Surely there’s a better way? Of course there is. Since data really is the fuel that powers our beautiful insight machines, we better start acting like it; that is, we better move data integration from the storage layer to the computation layer, and we better leverage data meaning rather than just data location. My thought experiment describes our status quo and it’s not great. It’s workable but far from ideal. But the very near-term future looks much more troubling.
Four Reasons to Be Concerned
First, we appear to be nearing the end of a long cycle of data centralization and consolidation. The stunning success of cloud-based rejuvenations of old strategies like traditional data warehouses and ELT suggest the capstone rather than the beginning of a new era. If you look very closely you can see the turn starting to occur. I’m aware of at least six important startups in the data analytics and integration space that are pitching a near-term vision where data is integrated in a new way; all of them share the general view that, as I put it above, data integration needs to be relocated from, exclusively, the storage layer to the computation layer too.

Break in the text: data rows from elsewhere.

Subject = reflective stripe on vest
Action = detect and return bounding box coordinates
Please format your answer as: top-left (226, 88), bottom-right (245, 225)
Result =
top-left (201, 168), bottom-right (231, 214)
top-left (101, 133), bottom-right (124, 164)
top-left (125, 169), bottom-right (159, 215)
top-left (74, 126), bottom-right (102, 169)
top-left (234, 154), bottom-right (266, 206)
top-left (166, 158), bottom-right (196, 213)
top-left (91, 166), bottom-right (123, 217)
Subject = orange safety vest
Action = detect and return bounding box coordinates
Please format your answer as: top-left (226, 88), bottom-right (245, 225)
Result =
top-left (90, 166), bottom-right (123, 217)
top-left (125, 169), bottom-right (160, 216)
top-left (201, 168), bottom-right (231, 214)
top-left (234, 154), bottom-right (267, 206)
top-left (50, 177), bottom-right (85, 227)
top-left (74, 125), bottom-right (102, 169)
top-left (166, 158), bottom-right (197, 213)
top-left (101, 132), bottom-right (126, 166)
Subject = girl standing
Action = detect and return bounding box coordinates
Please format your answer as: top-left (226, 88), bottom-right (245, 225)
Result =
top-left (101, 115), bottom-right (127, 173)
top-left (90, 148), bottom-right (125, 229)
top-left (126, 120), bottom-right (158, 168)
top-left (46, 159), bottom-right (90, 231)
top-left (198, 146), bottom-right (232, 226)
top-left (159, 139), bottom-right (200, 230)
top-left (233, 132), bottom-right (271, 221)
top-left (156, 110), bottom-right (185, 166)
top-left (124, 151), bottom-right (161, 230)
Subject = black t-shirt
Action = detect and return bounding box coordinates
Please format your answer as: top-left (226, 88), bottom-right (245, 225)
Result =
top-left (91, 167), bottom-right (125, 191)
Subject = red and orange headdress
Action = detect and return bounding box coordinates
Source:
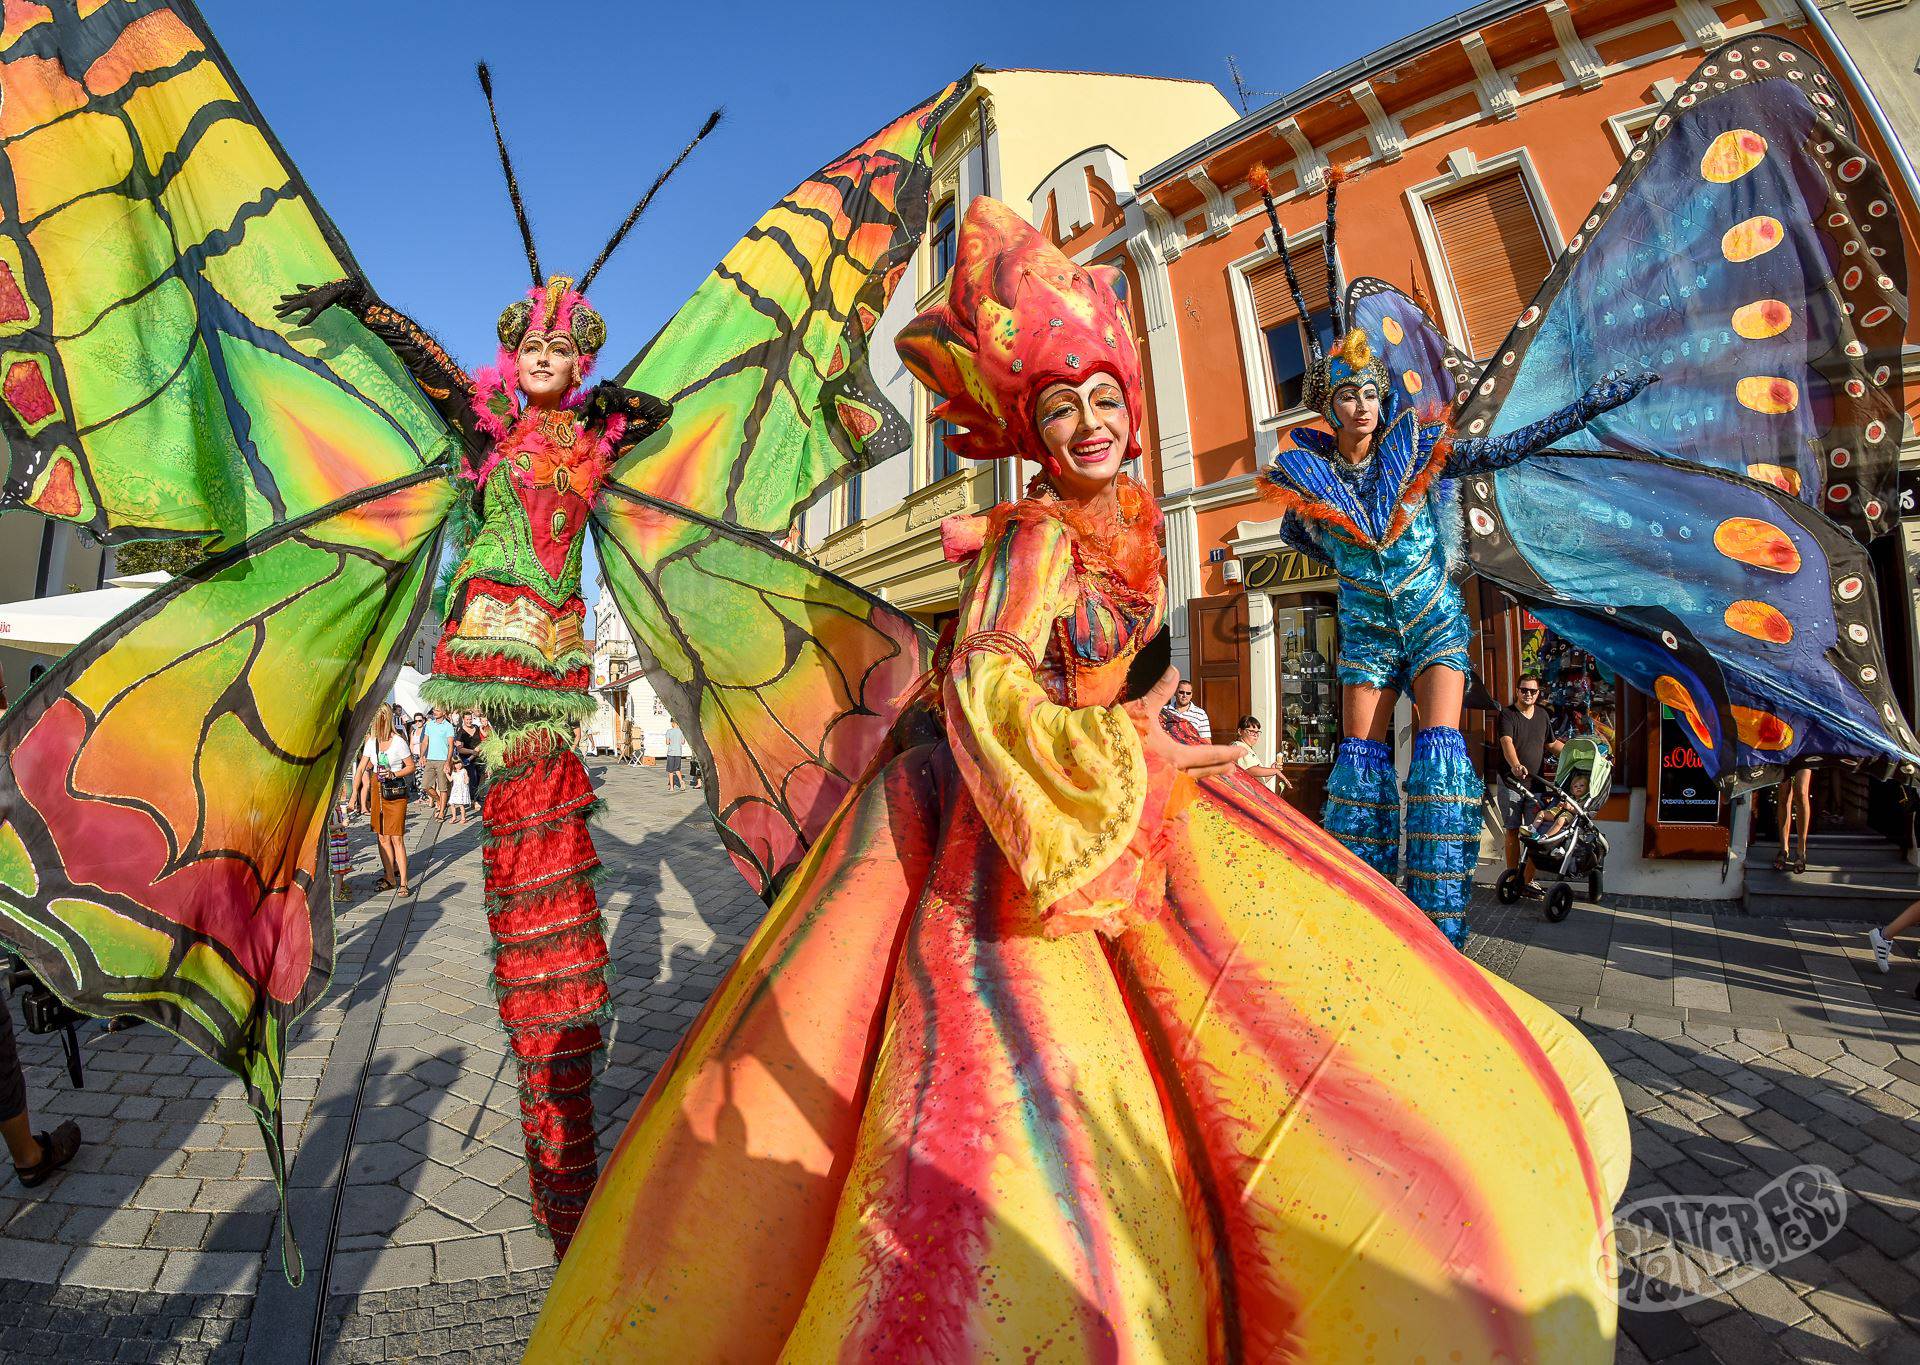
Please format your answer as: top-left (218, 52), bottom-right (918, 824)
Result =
top-left (895, 197), bottom-right (1144, 470)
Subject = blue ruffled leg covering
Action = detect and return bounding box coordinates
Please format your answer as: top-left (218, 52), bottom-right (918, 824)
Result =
top-left (1323, 737), bottom-right (1400, 881)
top-left (1405, 726), bottom-right (1481, 949)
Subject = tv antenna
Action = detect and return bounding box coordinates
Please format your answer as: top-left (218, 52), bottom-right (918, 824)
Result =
top-left (1226, 55), bottom-right (1281, 115)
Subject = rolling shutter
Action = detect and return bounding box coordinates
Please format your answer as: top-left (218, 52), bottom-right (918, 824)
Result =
top-left (1250, 241), bottom-right (1332, 331)
top-left (1429, 171), bottom-right (1554, 357)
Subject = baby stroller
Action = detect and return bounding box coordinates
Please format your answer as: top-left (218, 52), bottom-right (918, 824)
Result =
top-left (1495, 735), bottom-right (1613, 923)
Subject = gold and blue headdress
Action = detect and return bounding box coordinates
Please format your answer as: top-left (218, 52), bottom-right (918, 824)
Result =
top-left (1246, 164), bottom-right (1386, 422)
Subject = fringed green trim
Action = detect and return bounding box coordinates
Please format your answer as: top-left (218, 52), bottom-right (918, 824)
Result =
top-left (423, 678), bottom-right (596, 726)
top-left (441, 634), bottom-right (591, 678)
top-left (478, 717), bottom-right (583, 769)
top-left (490, 797), bottom-right (604, 847)
top-left (484, 862), bottom-right (609, 914)
top-left (431, 480), bottom-right (484, 621)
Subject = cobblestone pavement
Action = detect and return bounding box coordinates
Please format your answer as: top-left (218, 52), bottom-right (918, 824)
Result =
top-left (4, 765), bottom-right (1920, 1360)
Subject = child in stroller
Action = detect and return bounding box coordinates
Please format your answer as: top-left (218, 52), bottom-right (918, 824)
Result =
top-left (1496, 736), bottom-right (1613, 922)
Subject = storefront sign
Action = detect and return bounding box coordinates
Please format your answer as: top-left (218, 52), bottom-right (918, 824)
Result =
top-left (1241, 548), bottom-right (1334, 592)
top-left (1656, 710), bottom-right (1723, 825)
top-left (1898, 465), bottom-right (1920, 521)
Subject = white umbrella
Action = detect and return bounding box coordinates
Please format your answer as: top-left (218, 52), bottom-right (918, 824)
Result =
top-left (0, 572), bottom-right (171, 656)
top-left (390, 665), bottom-right (430, 716)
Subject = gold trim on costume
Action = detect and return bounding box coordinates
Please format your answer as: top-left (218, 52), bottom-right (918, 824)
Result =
top-left (454, 593), bottom-right (586, 664)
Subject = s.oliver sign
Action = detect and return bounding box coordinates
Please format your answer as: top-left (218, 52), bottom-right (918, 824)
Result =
top-left (1657, 709), bottom-right (1723, 825)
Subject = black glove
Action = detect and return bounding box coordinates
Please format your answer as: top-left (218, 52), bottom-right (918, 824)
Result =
top-left (274, 278), bottom-right (368, 327)
top-left (581, 382), bottom-right (671, 430)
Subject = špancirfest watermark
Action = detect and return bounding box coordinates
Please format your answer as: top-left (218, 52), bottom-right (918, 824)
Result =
top-left (1606, 1165), bottom-right (1846, 1310)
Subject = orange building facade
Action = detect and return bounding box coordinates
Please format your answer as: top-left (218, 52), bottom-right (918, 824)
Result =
top-left (1048, 0), bottom-right (1920, 895)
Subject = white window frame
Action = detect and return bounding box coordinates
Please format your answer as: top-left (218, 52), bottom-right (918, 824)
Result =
top-left (1404, 147), bottom-right (1565, 358)
top-left (1227, 222), bottom-right (1340, 459)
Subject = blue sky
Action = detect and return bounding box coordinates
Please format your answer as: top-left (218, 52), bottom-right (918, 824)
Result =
top-left (198, 0), bottom-right (1443, 614)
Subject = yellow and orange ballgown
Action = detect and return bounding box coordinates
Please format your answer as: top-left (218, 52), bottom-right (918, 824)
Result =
top-left (529, 478), bottom-right (1629, 1362)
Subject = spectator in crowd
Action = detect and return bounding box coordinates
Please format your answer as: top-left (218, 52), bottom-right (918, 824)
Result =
top-left (0, 993), bottom-right (81, 1190)
top-left (1160, 677), bottom-right (1212, 741)
top-left (1869, 900), bottom-right (1920, 973)
top-left (421, 706), bottom-right (457, 821)
top-left (447, 755), bottom-right (474, 828)
top-left (408, 712), bottom-right (429, 799)
top-left (359, 708), bottom-right (416, 895)
top-left (329, 772), bottom-right (354, 902)
top-left (454, 711), bottom-right (484, 794)
top-left (1774, 761), bottom-right (1814, 874)
top-left (1231, 716), bottom-right (1288, 794)
top-left (1495, 673), bottom-right (1563, 896)
top-left (665, 723), bottom-right (686, 792)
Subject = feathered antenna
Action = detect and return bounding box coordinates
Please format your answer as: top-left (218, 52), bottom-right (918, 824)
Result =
top-left (578, 109), bottom-right (725, 294)
top-left (1248, 163), bottom-right (1322, 368)
top-left (477, 62), bottom-right (542, 289)
top-left (1323, 165), bottom-right (1349, 334)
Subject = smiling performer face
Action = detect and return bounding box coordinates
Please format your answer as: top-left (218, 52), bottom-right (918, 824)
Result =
top-left (514, 329), bottom-right (580, 407)
top-left (1330, 379), bottom-right (1381, 460)
top-left (1034, 373), bottom-right (1132, 503)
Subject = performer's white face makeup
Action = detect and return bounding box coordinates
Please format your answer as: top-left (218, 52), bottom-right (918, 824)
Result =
top-left (517, 331), bottom-right (579, 407)
top-left (1331, 382), bottom-right (1380, 453)
top-left (1035, 375), bottom-right (1131, 501)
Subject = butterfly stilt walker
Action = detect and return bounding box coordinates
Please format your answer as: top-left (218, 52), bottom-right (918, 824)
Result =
top-left (1253, 36), bottom-right (1920, 949)
top-left (0, 0), bottom-right (953, 1272)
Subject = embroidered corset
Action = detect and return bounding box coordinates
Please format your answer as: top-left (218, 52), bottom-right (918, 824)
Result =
top-left (1039, 548), bottom-right (1166, 709)
top-left (451, 411), bottom-right (614, 614)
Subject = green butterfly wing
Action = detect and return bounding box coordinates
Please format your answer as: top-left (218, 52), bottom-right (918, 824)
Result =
top-left (0, 471), bottom-right (451, 1273)
top-left (0, 0), bottom-right (455, 544)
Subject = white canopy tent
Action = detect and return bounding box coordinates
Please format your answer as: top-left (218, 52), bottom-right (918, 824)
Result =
top-left (0, 572), bottom-right (171, 656)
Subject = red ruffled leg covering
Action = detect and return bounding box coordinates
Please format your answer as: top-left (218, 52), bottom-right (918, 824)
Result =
top-left (481, 737), bottom-right (609, 1256)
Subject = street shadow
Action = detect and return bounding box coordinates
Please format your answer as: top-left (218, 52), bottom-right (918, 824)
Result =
top-left (1573, 1014), bottom-right (1920, 1361)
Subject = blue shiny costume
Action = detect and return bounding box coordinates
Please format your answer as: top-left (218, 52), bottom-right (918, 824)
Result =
top-left (1265, 375), bottom-right (1647, 947)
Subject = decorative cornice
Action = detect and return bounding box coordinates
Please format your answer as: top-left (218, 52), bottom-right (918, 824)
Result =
top-left (1275, 117), bottom-right (1325, 194)
top-left (1545, 0), bottom-right (1605, 90)
top-left (1347, 80), bottom-right (1405, 162)
top-left (1673, 0), bottom-right (1728, 46)
top-left (1139, 196), bottom-right (1183, 262)
top-left (1186, 168), bottom-right (1233, 237)
top-left (1461, 31), bottom-right (1519, 120)
top-left (906, 477), bottom-right (972, 530)
top-left (819, 527), bottom-right (867, 568)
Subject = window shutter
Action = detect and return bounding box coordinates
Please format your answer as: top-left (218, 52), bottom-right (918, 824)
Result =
top-left (1429, 171), bottom-right (1554, 357)
top-left (1250, 244), bottom-right (1332, 330)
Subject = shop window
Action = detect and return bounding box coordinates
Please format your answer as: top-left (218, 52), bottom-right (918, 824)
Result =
top-left (1249, 236), bottom-right (1337, 414)
top-left (931, 199), bottom-right (957, 284)
top-left (844, 471), bottom-right (862, 526)
top-left (1517, 612), bottom-right (1622, 757)
top-left (930, 418), bottom-right (960, 483)
top-left (1428, 169), bottom-right (1554, 358)
top-left (1274, 595), bottom-right (1339, 765)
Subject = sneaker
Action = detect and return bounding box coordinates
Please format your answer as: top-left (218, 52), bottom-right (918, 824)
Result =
top-left (1870, 927), bottom-right (1894, 974)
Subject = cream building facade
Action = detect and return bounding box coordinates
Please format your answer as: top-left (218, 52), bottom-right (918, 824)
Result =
top-left (0, 513), bottom-right (104, 702)
top-left (797, 68), bottom-right (1236, 627)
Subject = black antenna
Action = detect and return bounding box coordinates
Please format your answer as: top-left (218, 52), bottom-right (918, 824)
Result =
top-left (578, 109), bottom-right (724, 294)
top-left (1323, 169), bottom-right (1345, 334)
top-left (1225, 55), bottom-right (1278, 116)
top-left (1248, 166), bottom-right (1321, 368)
top-left (477, 62), bottom-right (542, 289)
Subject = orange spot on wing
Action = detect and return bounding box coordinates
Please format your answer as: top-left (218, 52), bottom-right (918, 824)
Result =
top-left (1655, 675), bottom-right (1713, 750)
top-left (84, 9), bottom-right (199, 97)
top-left (1744, 463), bottom-right (1801, 496)
top-left (1736, 376), bottom-right (1799, 414)
top-left (1724, 599), bottom-right (1793, 644)
top-left (0, 54), bottom-right (87, 138)
top-left (1722, 216), bottom-right (1784, 262)
top-left (1701, 129), bottom-right (1768, 183)
top-left (1732, 706), bottom-right (1795, 751)
top-left (1732, 299), bottom-right (1792, 339)
top-left (1713, 517), bottom-right (1800, 573)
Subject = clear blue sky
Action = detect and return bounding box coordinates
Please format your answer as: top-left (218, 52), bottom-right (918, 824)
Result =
top-left (198, 0), bottom-right (1442, 614)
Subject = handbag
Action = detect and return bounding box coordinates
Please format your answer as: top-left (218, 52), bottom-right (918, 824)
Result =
top-left (379, 775), bottom-right (408, 801)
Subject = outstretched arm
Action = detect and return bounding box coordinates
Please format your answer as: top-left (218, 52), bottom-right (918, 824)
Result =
top-left (1448, 367), bottom-right (1657, 474)
top-left (276, 280), bottom-right (483, 448)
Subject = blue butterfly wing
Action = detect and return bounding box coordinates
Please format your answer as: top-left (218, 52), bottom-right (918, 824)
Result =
top-left (1458, 451), bottom-right (1920, 789)
top-left (1345, 276), bottom-right (1477, 416)
top-left (1458, 36), bottom-right (1906, 542)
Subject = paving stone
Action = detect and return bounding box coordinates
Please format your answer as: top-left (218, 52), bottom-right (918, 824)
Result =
top-left (434, 1235), bottom-right (508, 1283)
top-left (61, 1245), bottom-right (165, 1292)
top-left (143, 1212), bottom-right (210, 1252)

Second, there is growing discontent at the business implications of this era of consolidation. Those implications include asymmetric, unrealistic cloud costs. For example, ingress fees are free and egress fees are growing consistently. They also include worry about vendor lock-in and growth in cloud costs generally. In some specific markets, they include worries about competitive fairness. Enterprise customers are beginning to push back broadly.
Third, data repatriation is on the rise and that’s a sign that cloud-based Data Management will need to take account of this counter-cyclical trend. It’s tempting to dismiss repatriation by just looking at its volume and comparing it to the volume of data assets going the other way – that is, going into the cloud. I think that’s a mistake, since what matters less than where any particular data set lives is the much more crucial question: How many distinct data environments does the enterprise have to take account of in order to fuel analytics with data to generate insight?
Fourth, and perhaps most compelling of all, that question we just asked is actually quite generalizable. That is, the number of cloud or data environments is increasing, not decreasing. I’ve lost track of the number of companies that are claiming to be “cloud vendor #4” and soon the action will be for #5 and so on it goes. An enterprise cannot simultaneously claim to take data seriously as a key strategic asset while also settling on a data integration strategy that is unable to consider data that happens to live in the “wrong place.” The hybrid, multicloud era is well and truly upon us. The main implication of this era is that “the wrong place” doesn’t make much sense anymore. The center cannot hold; or, when it comes to data, everything is the edge now.
What Should a Modern Data Supply Chain Look Like?
I mentioned earlier that there is an alternative; in fact, there are viable alternatives in the marketplace now, contending for what the near-term future will look like. I’m alluding here to contemporary developments like data fabric, data mesh, and so on. Rather than pitching a particular solution, I want to conclude by discussing the three crucial components and constitutive parts that create a viable solution:
- A future-proof data integration capacity must take account of, in a really deep way, the hybrid multicloud era. That is, data is everywhere and all that data matters more or less equally. A data integration solution that’s optimal for one rather than for many data environments is not compelling.
- Data volume is growing and will never stop. According to IDC, the planet will create 59 zettabytes this year; 90% of that will be replicas and copies. But network performance, which has never been subject to Moore’s Law, is flat and, in the context of data volume growth, declining. Moving all the data around over slower and slower (relative to data volume) networks is a mug’s game. All of this means that moving data to computation, which is what we overwhelmingly do today, cannot scale. Rather, we need to start moving computation to data. That’s not necessarily simple, but it will scale.
- What is ultimately most strategic is less data location and much more data meaning. While there are a few exceptions, what matters most is what some piece of data means in the context of some business and the rest of the relevant data. What matters very rarely is what storage system contains that bit of data. Data meaning is relatively stable, at least compared to data location. Data integration systems that leverage what data means will free us up to decouple meaning from location, and that would be revolutionary.
Data fabric approaches are the future of enterprise data integration because they are aligned with the salient features of the data landscape today and into the future. Data fabrics that connect data without consolidating it in some storage layer, and do so based on what the data means in context, are able to act like the world in which data as fuel is cheap, ubiquitous, and plentiful. The only way to win the future is to generate better, faster insight than the competition, and the only way to do that is to start integrating data like it’s the most strategic enterprise asset … because it is!